Kubernetes provides a framework to run distributed applications resiliently. It handles scheduling, self-healing, scaling, load balancing, and rolling deployments — automatically.
What Kubernetes actually does
At its core, Kubernetes is a cluster management system. You describe your desired state (“I want 3 replicas of this container, always”) and Kubernetes continuously works to make reality match that description.
Key capabilities:
Self-healing — if a container crashes, Kubernetes restarts it. If a node (machine) goes down, Kubernetes reschedules its containers on other nodes.
Automatic scaling — Kubernetes can scale the number of container replicas up or down based on CPU usage, memory usage, or custom metrics.
Rolling deployments and rollbacks — update containers with zero downtime; automatically roll back if the new version fails health checks.
Service discovery and load balancing — Kubernetes assigns DNS names to groups of containers and automatically load-balances traffic across them.
Storage orchestration — automatically mount storage volumes from local storage, cloud providers, or network filesystems.

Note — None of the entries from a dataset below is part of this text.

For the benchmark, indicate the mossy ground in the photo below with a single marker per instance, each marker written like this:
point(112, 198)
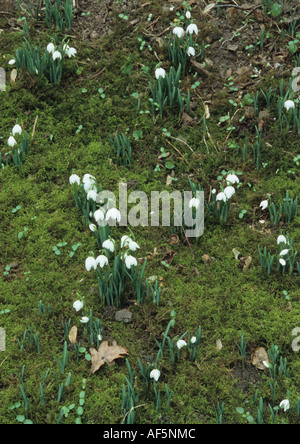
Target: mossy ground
point(219, 296)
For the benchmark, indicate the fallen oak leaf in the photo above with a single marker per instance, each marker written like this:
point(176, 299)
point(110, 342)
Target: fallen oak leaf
point(106, 354)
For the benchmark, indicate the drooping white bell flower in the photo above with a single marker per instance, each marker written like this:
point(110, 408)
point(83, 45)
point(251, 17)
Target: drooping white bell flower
point(56, 55)
point(178, 31)
point(289, 104)
point(160, 72)
point(109, 245)
point(113, 214)
point(155, 374)
point(78, 305)
point(192, 29)
point(16, 130)
point(231, 179)
point(74, 179)
point(130, 261)
point(50, 48)
point(102, 261)
point(264, 205)
point(285, 404)
point(90, 263)
point(221, 196)
point(11, 141)
point(180, 344)
point(191, 52)
point(229, 192)
point(281, 240)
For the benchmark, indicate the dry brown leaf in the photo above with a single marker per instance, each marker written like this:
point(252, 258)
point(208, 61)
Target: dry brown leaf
point(106, 354)
point(73, 335)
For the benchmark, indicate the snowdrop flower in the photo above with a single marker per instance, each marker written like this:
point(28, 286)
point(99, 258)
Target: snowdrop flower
point(56, 55)
point(191, 52)
point(178, 31)
point(109, 245)
point(102, 261)
point(113, 214)
point(93, 227)
point(221, 196)
point(78, 305)
point(289, 104)
point(71, 52)
point(231, 179)
point(155, 374)
point(99, 216)
point(160, 72)
point(92, 195)
point(130, 261)
point(90, 263)
point(11, 141)
point(192, 29)
point(229, 192)
point(264, 205)
point(282, 262)
point(180, 344)
point(16, 130)
point(194, 203)
point(74, 179)
point(133, 246)
point(285, 404)
point(281, 240)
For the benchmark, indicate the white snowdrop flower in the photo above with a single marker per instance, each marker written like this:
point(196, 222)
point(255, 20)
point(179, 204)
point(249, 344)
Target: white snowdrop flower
point(11, 141)
point(264, 205)
point(92, 195)
point(155, 374)
point(229, 192)
point(178, 31)
point(231, 179)
point(99, 216)
point(16, 130)
point(221, 196)
point(281, 240)
point(78, 305)
point(74, 179)
point(180, 344)
point(50, 48)
point(102, 261)
point(56, 55)
point(130, 261)
point(160, 72)
point(194, 203)
point(285, 404)
point(289, 104)
point(133, 246)
point(113, 214)
point(90, 263)
point(191, 52)
point(192, 29)
point(71, 52)
point(109, 245)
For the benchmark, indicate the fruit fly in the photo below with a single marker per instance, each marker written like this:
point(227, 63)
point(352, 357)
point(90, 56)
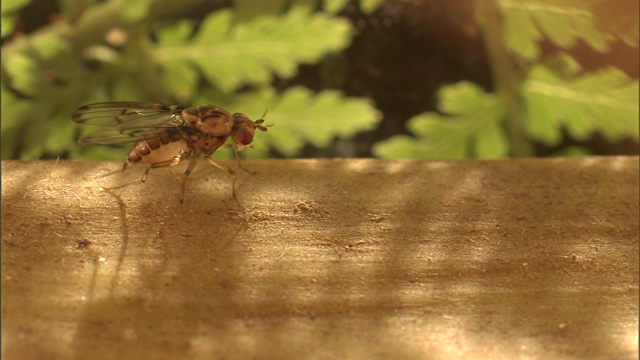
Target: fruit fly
point(166, 135)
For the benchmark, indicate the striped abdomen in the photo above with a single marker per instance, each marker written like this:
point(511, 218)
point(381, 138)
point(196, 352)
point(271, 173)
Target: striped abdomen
point(157, 147)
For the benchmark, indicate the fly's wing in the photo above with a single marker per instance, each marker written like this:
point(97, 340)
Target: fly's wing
point(127, 122)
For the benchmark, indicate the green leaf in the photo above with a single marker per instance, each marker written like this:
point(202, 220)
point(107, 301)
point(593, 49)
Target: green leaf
point(230, 55)
point(471, 126)
point(369, 6)
point(334, 6)
point(563, 22)
point(23, 72)
point(299, 116)
point(9, 10)
point(175, 34)
point(135, 10)
point(605, 101)
point(10, 7)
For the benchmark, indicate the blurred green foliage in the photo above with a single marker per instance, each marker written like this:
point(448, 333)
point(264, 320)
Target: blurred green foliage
point(152, 51)
point(158, 51)
point(539, 98)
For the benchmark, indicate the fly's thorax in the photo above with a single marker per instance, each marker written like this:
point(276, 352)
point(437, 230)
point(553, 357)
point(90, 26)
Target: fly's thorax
point(159, 146)
point(206, 144)
point(209, 119)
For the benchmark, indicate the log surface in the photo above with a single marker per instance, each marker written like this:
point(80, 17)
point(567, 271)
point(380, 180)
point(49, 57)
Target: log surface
point(507, 259)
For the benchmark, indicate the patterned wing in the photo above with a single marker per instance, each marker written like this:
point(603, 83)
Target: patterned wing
point(127, 122)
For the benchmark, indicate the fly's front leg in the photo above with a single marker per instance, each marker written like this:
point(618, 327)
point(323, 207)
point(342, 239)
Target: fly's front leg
point(219, 165)
point(236, 150)
point(227, 169)
point(124, 168)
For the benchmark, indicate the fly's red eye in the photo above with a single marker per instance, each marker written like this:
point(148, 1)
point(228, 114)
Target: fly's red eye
point(244, 137)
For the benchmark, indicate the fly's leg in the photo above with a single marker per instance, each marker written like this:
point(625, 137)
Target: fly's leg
point(192, 164)
point(227, 169)
point(220, 165)
point(170, 162)
point(236, 149)
point(124, 168)
point(236, 153)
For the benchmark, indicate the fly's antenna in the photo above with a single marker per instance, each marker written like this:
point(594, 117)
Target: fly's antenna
point(260, 121)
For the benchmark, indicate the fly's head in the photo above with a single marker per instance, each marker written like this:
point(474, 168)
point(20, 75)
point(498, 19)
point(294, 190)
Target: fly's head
point(244, 129)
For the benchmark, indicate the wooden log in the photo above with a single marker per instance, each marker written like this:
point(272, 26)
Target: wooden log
point(532, 258)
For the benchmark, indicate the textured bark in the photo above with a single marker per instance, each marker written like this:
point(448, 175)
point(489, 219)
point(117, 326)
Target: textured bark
point(534, 258)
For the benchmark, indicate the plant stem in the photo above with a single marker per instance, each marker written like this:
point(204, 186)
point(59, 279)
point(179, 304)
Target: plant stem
point(505, 76)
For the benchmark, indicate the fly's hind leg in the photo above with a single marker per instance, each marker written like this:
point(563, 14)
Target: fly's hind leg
point(192, 164)
point(170, 162)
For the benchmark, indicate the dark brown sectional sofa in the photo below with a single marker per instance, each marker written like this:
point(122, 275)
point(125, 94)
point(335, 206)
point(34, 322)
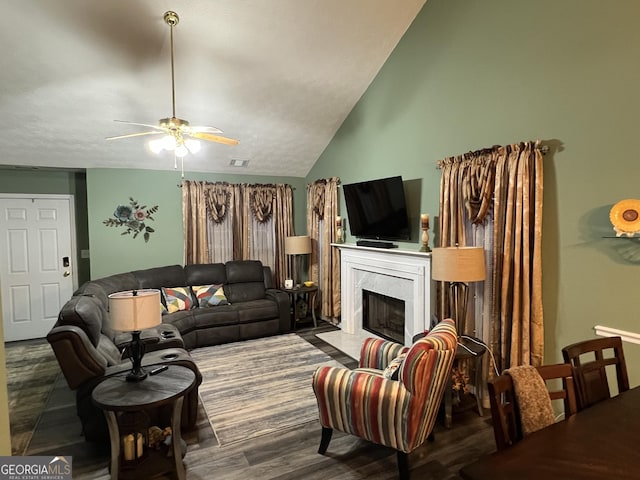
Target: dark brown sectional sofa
point(88, 350)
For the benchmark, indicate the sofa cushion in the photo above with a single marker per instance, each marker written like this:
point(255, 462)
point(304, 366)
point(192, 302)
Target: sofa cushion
point(244, 271)
point(256, 310)
point(209, 295)
point(178, 298)
point(160, 277)
point(245, 281)
point(205, 274)
point(103, 287)
point(212, 317)
point(85, 312)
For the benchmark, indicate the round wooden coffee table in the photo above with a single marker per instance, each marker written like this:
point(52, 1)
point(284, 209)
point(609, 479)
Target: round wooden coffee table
point(116, 396)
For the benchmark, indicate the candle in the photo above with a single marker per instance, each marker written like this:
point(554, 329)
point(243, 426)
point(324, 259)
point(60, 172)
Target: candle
point(424, 219)
point(139, 445)
point(128, 447)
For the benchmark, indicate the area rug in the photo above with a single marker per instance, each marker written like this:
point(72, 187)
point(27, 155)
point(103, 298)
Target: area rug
point(258, 387)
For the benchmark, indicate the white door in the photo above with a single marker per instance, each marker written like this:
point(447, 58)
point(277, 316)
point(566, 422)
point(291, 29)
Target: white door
point(36, 255)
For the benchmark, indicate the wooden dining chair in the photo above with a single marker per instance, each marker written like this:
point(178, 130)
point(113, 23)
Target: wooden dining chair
point(590, 359)
point(505, 412)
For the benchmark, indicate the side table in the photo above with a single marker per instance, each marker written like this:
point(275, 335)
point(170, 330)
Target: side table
point(310, 293)
point(116, 397)
point(467, 349)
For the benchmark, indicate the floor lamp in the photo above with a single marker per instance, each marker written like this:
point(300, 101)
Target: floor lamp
point(458, 266)
point(133, 311)
point(296, 246)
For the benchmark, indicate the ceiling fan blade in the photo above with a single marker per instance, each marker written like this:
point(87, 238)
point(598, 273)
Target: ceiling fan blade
point(214, 138)
point(139, 134)
point(203, 129)
point(140, 124)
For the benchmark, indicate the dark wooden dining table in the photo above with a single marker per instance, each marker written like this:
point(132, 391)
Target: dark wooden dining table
point(600, 442)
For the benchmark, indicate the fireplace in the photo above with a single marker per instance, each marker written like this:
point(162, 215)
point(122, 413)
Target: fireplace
point(401, 274)
point(383, 315)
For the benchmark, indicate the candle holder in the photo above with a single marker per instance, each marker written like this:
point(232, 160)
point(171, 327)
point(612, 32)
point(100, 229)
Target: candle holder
point(424, 226)
point(339, 231)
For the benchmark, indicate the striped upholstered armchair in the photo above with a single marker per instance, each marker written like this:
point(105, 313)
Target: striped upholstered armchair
point(369, 403)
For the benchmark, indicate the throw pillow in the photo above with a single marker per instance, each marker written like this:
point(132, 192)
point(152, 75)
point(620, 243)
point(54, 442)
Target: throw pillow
point(210, 295)
point(177, 298)
point(393, 369)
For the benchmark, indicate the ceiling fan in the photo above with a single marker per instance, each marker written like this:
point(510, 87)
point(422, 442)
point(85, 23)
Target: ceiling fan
point(177, 135)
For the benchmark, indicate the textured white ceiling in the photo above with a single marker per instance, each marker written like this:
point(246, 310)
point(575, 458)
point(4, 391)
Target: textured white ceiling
point(279, 75)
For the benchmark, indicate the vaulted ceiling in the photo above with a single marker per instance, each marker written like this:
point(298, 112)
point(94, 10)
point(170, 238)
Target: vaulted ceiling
point(278, 75)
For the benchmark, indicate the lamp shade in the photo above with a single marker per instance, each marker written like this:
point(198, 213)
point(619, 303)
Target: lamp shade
point(134, 310)
point(300, 245)
point(458, 264)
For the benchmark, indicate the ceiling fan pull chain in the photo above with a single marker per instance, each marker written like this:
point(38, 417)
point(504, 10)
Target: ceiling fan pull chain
point(173, 88)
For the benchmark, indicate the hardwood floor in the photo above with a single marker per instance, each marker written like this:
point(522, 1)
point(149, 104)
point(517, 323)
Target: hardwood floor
point(290, 455)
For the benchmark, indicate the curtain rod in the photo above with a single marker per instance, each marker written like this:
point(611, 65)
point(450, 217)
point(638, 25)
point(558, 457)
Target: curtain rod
point(544, 149)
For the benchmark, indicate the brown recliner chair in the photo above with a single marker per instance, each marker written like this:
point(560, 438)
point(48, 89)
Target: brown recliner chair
point(87, 354)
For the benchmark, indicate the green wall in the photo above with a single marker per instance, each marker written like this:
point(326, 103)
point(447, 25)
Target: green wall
point(112, 252)
point(60, 182)
point(469, 74)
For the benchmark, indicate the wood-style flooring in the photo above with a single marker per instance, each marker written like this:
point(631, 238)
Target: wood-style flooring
point(290, 455)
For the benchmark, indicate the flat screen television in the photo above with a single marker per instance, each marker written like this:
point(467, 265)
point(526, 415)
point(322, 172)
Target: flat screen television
point(377, 209)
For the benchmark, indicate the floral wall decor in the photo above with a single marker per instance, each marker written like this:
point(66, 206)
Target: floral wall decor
point(133, 218)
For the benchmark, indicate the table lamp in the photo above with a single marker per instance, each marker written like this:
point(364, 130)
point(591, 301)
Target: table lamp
point(296, 246)
point(458, 266)
point(133, 311)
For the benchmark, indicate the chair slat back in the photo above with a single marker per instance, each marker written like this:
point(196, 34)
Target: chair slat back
point(590, 359)
point(505, 412)
point(567, 393)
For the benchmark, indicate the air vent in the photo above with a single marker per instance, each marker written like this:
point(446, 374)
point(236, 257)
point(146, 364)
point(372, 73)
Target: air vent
point(238, 163)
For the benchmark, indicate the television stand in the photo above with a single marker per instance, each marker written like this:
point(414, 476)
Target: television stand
point(375, 244)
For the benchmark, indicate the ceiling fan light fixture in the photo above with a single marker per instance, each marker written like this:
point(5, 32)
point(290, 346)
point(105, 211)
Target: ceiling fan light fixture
point(193, 146)
point(181, 151)
point(157, 145)
point(169, 142)
point(179, 136)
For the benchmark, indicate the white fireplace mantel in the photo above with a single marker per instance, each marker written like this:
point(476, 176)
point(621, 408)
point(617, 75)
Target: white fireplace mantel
point(401, 274)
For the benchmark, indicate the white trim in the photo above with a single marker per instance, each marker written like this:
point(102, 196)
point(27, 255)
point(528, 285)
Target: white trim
point(630, 337)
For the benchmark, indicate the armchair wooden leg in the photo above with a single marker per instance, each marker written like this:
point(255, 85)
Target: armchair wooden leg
point(403, 465)
point(324, 441)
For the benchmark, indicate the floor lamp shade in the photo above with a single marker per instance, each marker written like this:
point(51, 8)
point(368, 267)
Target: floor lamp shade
point(299, 245)
point(135, 310)
point(458, 266)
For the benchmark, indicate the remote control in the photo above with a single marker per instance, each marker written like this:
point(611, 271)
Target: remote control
point(158, 370)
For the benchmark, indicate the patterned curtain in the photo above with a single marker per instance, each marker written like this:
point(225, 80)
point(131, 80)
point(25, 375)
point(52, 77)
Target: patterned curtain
point(237, 221)
point(493, 198)
point(324, 261)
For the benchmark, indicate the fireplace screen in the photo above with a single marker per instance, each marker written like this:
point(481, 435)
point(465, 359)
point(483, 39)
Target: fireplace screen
point(383, 316)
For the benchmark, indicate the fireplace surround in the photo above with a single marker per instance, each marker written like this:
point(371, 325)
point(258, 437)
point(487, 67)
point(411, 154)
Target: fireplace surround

Secret and configuration management — store sensitive values (API keys, passwords) and non-sensitive configuration separately from container images, and inject them at runtime.
Kubernetes architecture
Kubernetes follows a control plane / worker node model. The control plane is the cluster’s brain — it makes decisions about the cluster. Worker nodes are where your application containers actually run.
Control Plane (master nodes)
├── etcd
├── kube-apiserver
├── kube-scheduler
└── kube-controller-manager
Worker Nodes (1…n)
├── kubelet
├── kube-proxy
└── Container runtime (containerd, CRI-O)In production, run a minimum of three control plane nodes (for etcd quorum and high availability) and three worker nodes (to maintain redundancy if a node fails). Single-node setups exist for development (Minikube, k3s) but should never be used in production.
Control plane components
etcd
A distributed, fault-tolerant key-value store that holds the entire state of the cluster — every object, configuration, and status. If etcd loses data, the cluster state is gone. Back it up regularly.
Only the kube-apiserver communicates directly with etcd. No other component reads or writes cluster state directly.
kube-apiserver
The front door to the Kubernetes cluster. It exposes the Kubernetes API to both cluster components and the outside world (developers, CI/CD systems, other tools). Every kubectl command you run sends an API request to kube-apiserver.
The apiserver validates every request before persisting it to etcd. It scales horizontally — run multiple instances behind a load balancer for high availability.
kube-scheduler
Watches for newly created pods that have no assigned node and selects the best node for them. The decision is based on:
- Resource requirements of the pod (CPU, memory requests)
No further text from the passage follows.